One of the scenes that everyone seems to love, and the one that started the whole book in my mind: the tree scene. The heroine impulsively climbs a tree on a beautiful
day when she is quite alone in a small wooded spot on a posh estate. Then she gets stuck. I must have re-written the actual climbing, the way her dress gets stuck, the way the estate looks to her, at least a dozen times! Maybe two. I don't even know. It was tricky because it's not your average thing to do when you're at a posh estate and you're a newcomer to the scene. I had to make it seem reasonable. Then, I had to get her stuck in a way that was believable. I guess I worked at it long enough, because people mention loving that scene long after they've finished the book.

10. How can readers stay in touch with your new releases, etc? Do you have a Web site or a blog or newsletter url you'd like to share?

I write a montly, illustrated "e-zine," with Regency -related content. I also include my latest announcements, and I encourage readers to sign up for it. I give away monthly free downloads, too, which should be of interest to anyone who likes either the Regency or historical fiction, or history. Anyone can sign up for free by going to my homepage:

Linore's Web Site

Thank you, Cheryl, your questions were delightful!

Linore, thank you for being here today. God's best in your writing endeavors.

Thanks, bloggies for visiting with us today.

Cheryl Wyatt


vince said...

Hi Cheryl:

Very interesting questions. I did not expect the hero and heroine to have complaints with the author. I wonder if this is what God faces when people arrive in heaven.


vince said...

Hi Linore:

Why do you think Regency has such a strong appeal with its fans? While I very much like Regency romances, I really don’t even think about reading romances that take place 20 years before or after the Regency period. I want a genuine Regency. BTW, I read 90% contemporaries but I make an exception for Regency.


Donna said...

Cheryl this is one of the best interviews i have read!!! Great questions. I just finished Before the Season Ends and I loved it. The answers were true to character so bravo Linore!!

Cheryl Wyatt said...

Donna, thanks for stopping by. I'm glad you enjoyed the interview. Thank you for the kind words!


Cheryl Wyatt said...

Vince, I laughed at your comment regarding God facing the same thing. I'd never pondered it that way, but now that I have, it made me laugh to think about.

Could be!

Thanks for visiting my blog. And for commenting on Linore's interview.


Linore Rose Burkard said...

Thanks Vince and Donna for your comments, and Cheryl, for having me here! (And yes, I enjoyed how "different" her questions were. I love going in to the characters' minds to answer questions like that.)

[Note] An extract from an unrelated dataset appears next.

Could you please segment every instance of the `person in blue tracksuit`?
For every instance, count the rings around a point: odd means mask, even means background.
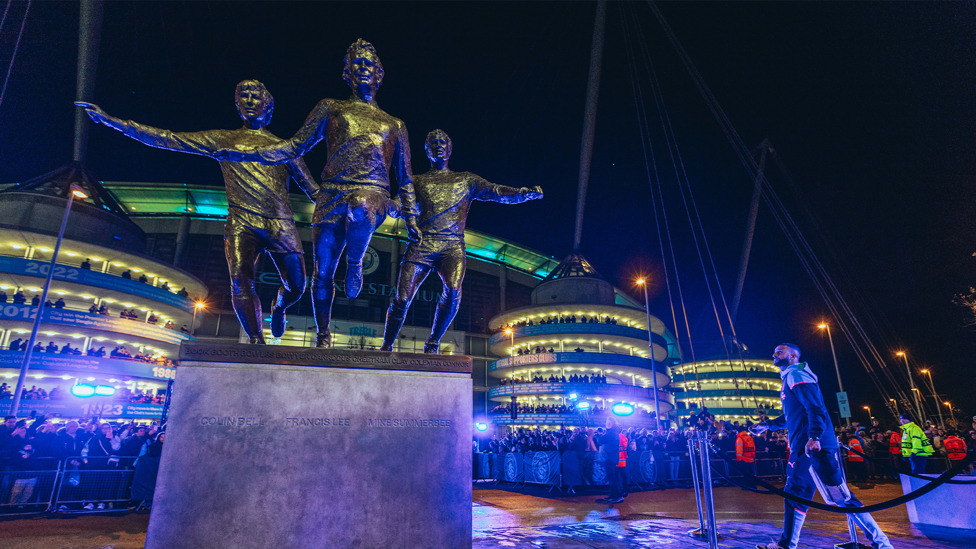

Vince, I think I understand what makes the Regency so special for readers--and writers. It is a fabulously distinct period in English and world history. You can look at other places in Europe during the same period, or even cities in America at that time, and you'll find some similarities (clothing, for instance) but there's something so unique, so particular to English society with its manners and marriage mart, its speech and slang, its Regent!--that nothing and nowhere else can compare.
The Regency is somewhat overlooked in history books, and mention 19th century England, and people think "Victorian England." But the first twenty to thirty years of the 19th century was a magnificently distinct era, quite, quite set apart from Victoria's reign in costume, political atmosphere, worldview, literature, art, and speech. I always say it was a shame that poor King George had to be afflicted with porphyria (the current modern consensus of his problem)but if he hadn't, of course, we wouldn't have had the Regency!
Thanks for the great question. And Donna, thank you for such kind words about my book. I think you're going to love the sequel, too!